МАСКА: Если б Пушкин провел молодость в столицах, может, получил бы прививку от той болезни, которая свела его в могилу, узнал бы, что в свете никто и ничего ему не уступит. Разве что повздыхал бы иногда: вот мой бы дар да мою славу, с ними бы — да в провинцию! Там — только преданность и уважение, там — только любовь и священный трепет, разве что самому только пресновато без едкой соли… Получил провинцию сполна, заброшенный молдавский край, костры в полях и жердяные мазанки. Устройство мира в главном его принципе Господь воплотил в каждой капле в океане — везде найдешь все. И в самой глухой провинции встал над Пушкиным невеликий человек — и знал потом, что — пусть даже один-единственный день в своей жизни — Пушкин провел, следя за ним, восхищаясь, ревнуя. Вся полнота мира открылась перед ним.
МАСКА: Ни о каком демоне не напишут стихотворения «Демон», напишут о демоническом. Каким мне оставалось быть, когда на пути моей юности мне встретился Пушкин? Ума, моего, уж точно было у меня довольно, чтоб разглядеть, что пушкинский — особый, прозрачный, любое явление, любого человека помещающий на чистейшую воду, как в яснейшее стекло, заливающий ярчайшим и необманным светом. Видящий то, что не увидеть никому. И так же все это называющий — так, что собеседнику приходится сначала мысль его услышать, восприять, поразиться, какой новый порядок это в его собственной голове производит, а потом думать, как в Евангелии: кто это такой, что позволяет себе говорить так? Каждому же было понятно, Кто перед ним. Я могу называть Его Кем-то с большой буквы — надо мной и моим запоздалым восторгом подсмеяться некому. Все, кого я научил насмешничать и ниспровергать, давно не интересуются ничем, кроме кашля, подагры и теплоты поданного чая. Я остался наедине с прожитой жизнью.

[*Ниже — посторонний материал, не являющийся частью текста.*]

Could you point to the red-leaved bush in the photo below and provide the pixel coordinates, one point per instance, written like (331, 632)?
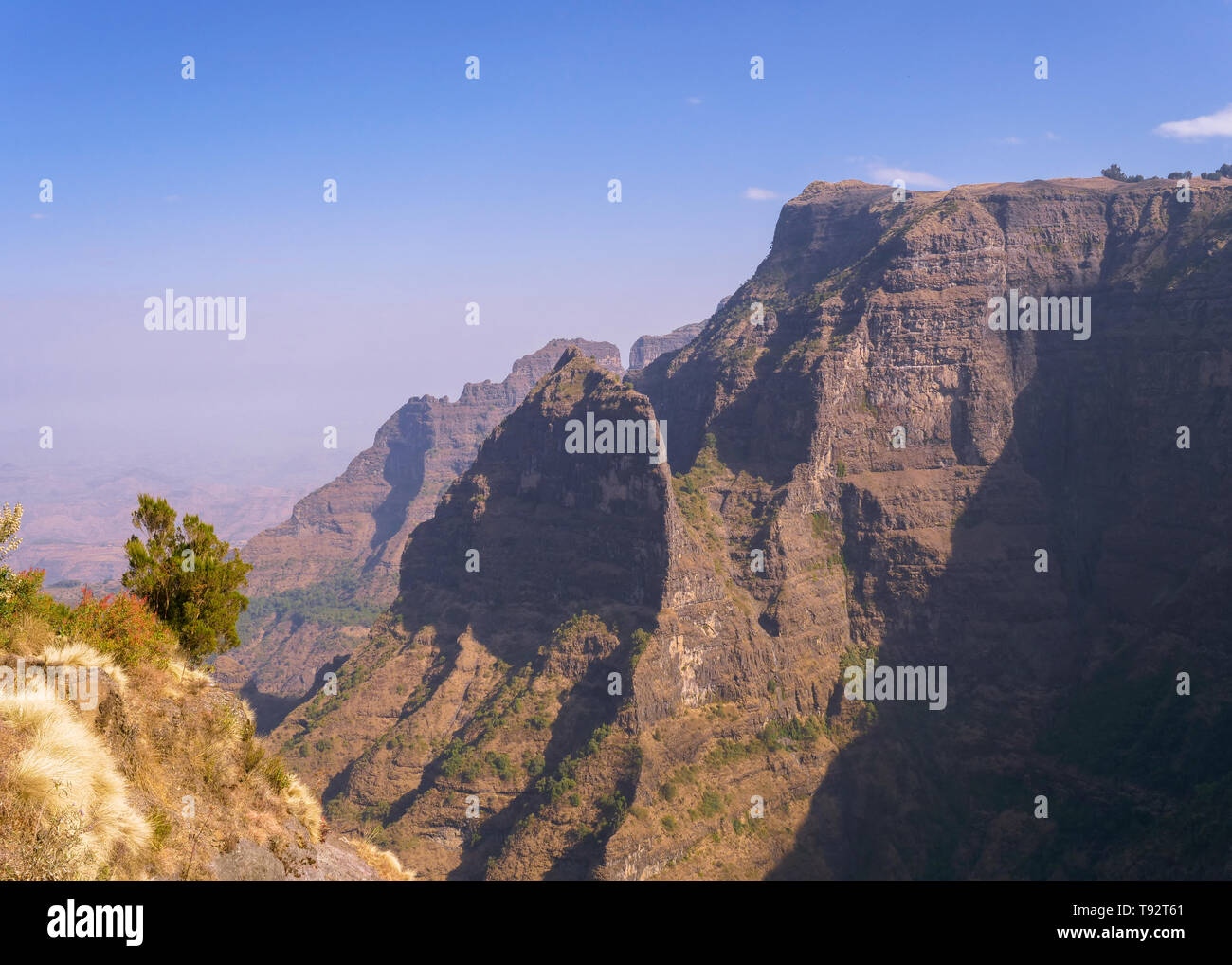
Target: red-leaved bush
(123, 628)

ВЯЗЕМСКИЙ: В моей жизни случилось это несчастье: я умираю, зная, что был я и был Пушкин. Вот и размышляй после этого о бессмертии, о создании по образу и подобию, когда перед тобой поставили такую пошлую, вульгарную картинку: есть люди-человеки и есть бессмертные гении. Как я мог бы вырваться, заставить себя помнить вечно и прочее — родившись, и сразу за рождением, за осознанием себя рожденным, узнать, что во мне какого-то огромного, чрезмерного, лишающего сомнений таланта — нету. Пока не было гения, можно было мечтать о чем угодно, ласково покачивать головою, созерцая то, что удалось родить самому.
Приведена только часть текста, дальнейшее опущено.